Due to symmetry breaking, various biological membranes such as DPPC, DMPC, DLPC, and so on, have considerable electrostatic voltages across the phosphor lipids bilayer. It is realistic to state that lipid distribution changes the membrane’s electrostatic properties, which are important behaviors in numerous biological processes. It is notable that the large electrostatic potentials have a medium effect on the membranes’ overall structure [84,85,86,87]. In physics, in an electrical circuit including a capacitor with a capacitance of “C” and electrical coils such as an electrical bobbin with self-induction coefficient “L”, there are two virtual resistances; the first is $X_c=\frac{1}{C\omega }$ and the second is $X_l=L\omega$ and $\omega =2\pi \vartheta$, and $\vartheta$ is the resonance frequency. During the parity of these two resistances, the phenomenon of resonance will appear, and its frequency can be calculated as: $X_l=X_c,$ then $L\omega =\frac{1}{C\omega }$ and consequently $LC{\omega }^2=1$ and $\vartheta =\frac{1}{2\pi \sqrt{LC}}$. Radio and television and many other similar instruments work based on the mentioned phenomenon. In biological systems, the phospholipid membrane works in such a way, as a variable capacitor. Additionally, alpha helical proteins are similar to electrical coils, such as electrical bobbins with self-induction coefficient “L”, but in the form of biological self induction. The root of many internal wave pulses such as HER2 or HER3 in cancer cells and also the external propagation of waves such as telepathy and so on are resonated between variable phospholipid membranes as capacitors and alpha helical proteins.

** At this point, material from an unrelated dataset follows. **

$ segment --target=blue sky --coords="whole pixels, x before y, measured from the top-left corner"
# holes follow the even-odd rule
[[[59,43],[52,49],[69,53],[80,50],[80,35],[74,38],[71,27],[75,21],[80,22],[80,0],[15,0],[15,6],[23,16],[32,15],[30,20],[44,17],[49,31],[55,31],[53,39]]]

In magnetic external fields through membrane proteins, charges produce the forces that potentially affect the asymmetrical situation of bilayer membranes; consequently, by this external pressure, the variable electrical fields create a variable capacitance. This phenomenon permits the system to make a resonance force with helical coils such as alpha helical proteins during the self-induction effect. Due to the large inductance compared with conductance in coils, the alpha helical proteins of the bilayer membrane resonate with a capacitive susceptibility as phospholipid capacitors in the biological system. Due to proteins being coiled, the magnetic field created a strong current across neighboring coil rings, and this current changed bit by bit, and consequently induced an internal magnetic field, and then forces that opposed the changes in the current. This effect did not appear in symmetrical membranes and it was only possible for it to occur in variable capacitors arising from symmetry breaking. When the current flowed quickly, the magnetic field also collapsed quickly, and was capable of generating high induced forces. During the interaction of the cell membrane with helical proteins as electrical inductors, we were able to produce suitable electrical voltages due to the asymmetry phospholipids and the symmetry breaking phenomenon.